What Lee and Bill mention is not an isolated view inside each company, it’s an overall attitude that exists in most field staff with any longevity in both companies. With the acquisition of FileNet by IBM in 2006, OpenText and Documentum became bitter enemies at the deal level. Most other vendors were column fodder on RFPs. The battles between Documentum and OpenText were challenging. The wins were big for each side. So getting these two teams to work together and decide who gets what deal will be an interesting endeavor.
Customers will also be fun for OpenText. Those that know the long history of Documentum will recall situations where the company wanted to do one thing and the customer thought not. Leaving pharmaceuticals to partners was attempted by Documentum twice. The big difference is that those customers will now have limited choices with whom to threaten OpenText.
Finally some true diehard Documentum fans will take Barrenechea’s response to John Newton’s post as an insult. John Newton was one of the co-founders of Documentum. John did found another company and most Documentum diehards accept this like a parents’ second marriage.
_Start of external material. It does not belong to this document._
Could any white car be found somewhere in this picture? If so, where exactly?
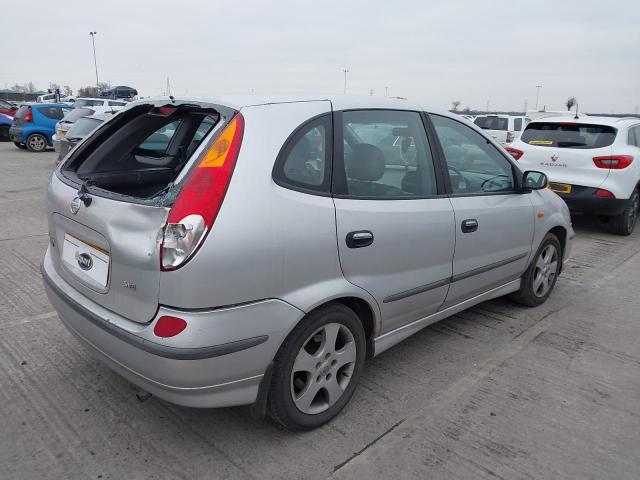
[473,115,531,146]
[507,115,640,235]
One doesn’t insult a founder in front of customers and employees, just like a new spouse shouldn’t insult the ex in front of the kids.
What About Products?
While the aggregation of product lines makes great corporate story, separate products make buying the right platform difficult. When supporting a product selection a few years back, I had to point out to another vendor that they were mixing platforms for a single platform solution. “Sure you offer feature X but it’s only in product 1 not 2.” The base architecture of any ECM platforms is not the same such that you can move one component to the other platform. Even Gartner warns of this now in their Magic Quadrant. One really needs to look at the OpenText suite with a microscope to see which product really works with which other product.
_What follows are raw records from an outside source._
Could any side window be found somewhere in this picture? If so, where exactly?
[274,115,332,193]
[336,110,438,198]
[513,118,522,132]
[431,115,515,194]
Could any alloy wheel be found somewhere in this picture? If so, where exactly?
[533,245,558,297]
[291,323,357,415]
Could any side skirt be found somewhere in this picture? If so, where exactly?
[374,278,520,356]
OpenText continues to support Hummingbird, an ECM platform it acquired ten years ago. This now makes three platforms. Buyers of ECM from OpenText will need to be clear on which platform they are considering when looking for a solution for their enterprise content management challenges. This starts by customers being clear at the RFP. Make sure you clearly state you want one product platform. I had to do this for one of my clients when separating IBM Content Manager from IBM FileNet back in 2006.
What about services? Just because you can deploy and configure OpenText, does that mean you can deploy Documentum? Many of the product specific required configurations need to be addressed at initial design. Sure the high-level document models and attributes can be defined without a product in mind, but then how those get mapped into the products is different. This is the biggest reason that a design work done before product selection often needs to be readdressed after a platform has been selected.
OpenText won’t be “The” Leader just “A” Leader
In my opinion, OpenText won’t be “The leader.” I’ve pointed out the headaches ahead. These will not be simple to overcome. The real question is at this point in the evolution of ECM does it really matter?
So where will the leader come from? When I discussed the acquisition of Documentum by OpenText, I pointed out that the new leader will come from one of four areas. I’ve narrowed that list to three: Open Source Solutions, Low-Code Solutions, and Content Enabled Solutions. I’ll have more on each of these in my next article.
Marko – thanks for the shout-out. I too was surprised by Barrenechea’s response to John Newton’s post but didn’t hear any of that type of tone from him in the investor’s conference call. Could just be the reporter looking to put some edge in the article.
I am not a big fan of the Gartner quadrant since probably 2002 – see my post on 2015 – http://www.tsgrp.com/2015/11/12/gartner-ecm-magic-quadrant-2015-is-it-really-magic-anymore/ Gartner typically thinks bigger is better and, from my client experience, I would have to disagree.
I think the one stop shopping and cross-selling are not as important any more and service will differentiate successful versus unsuccessful implementations, regardless of the tools. Buying a product from the same vendor doesn’t matter as much anymore, particularly if it isn’t integrated well with the products clients have committed to buying.
It will be interesting to see what OpenText does with Documentum but my thoughts are we won’t really know for a year or two.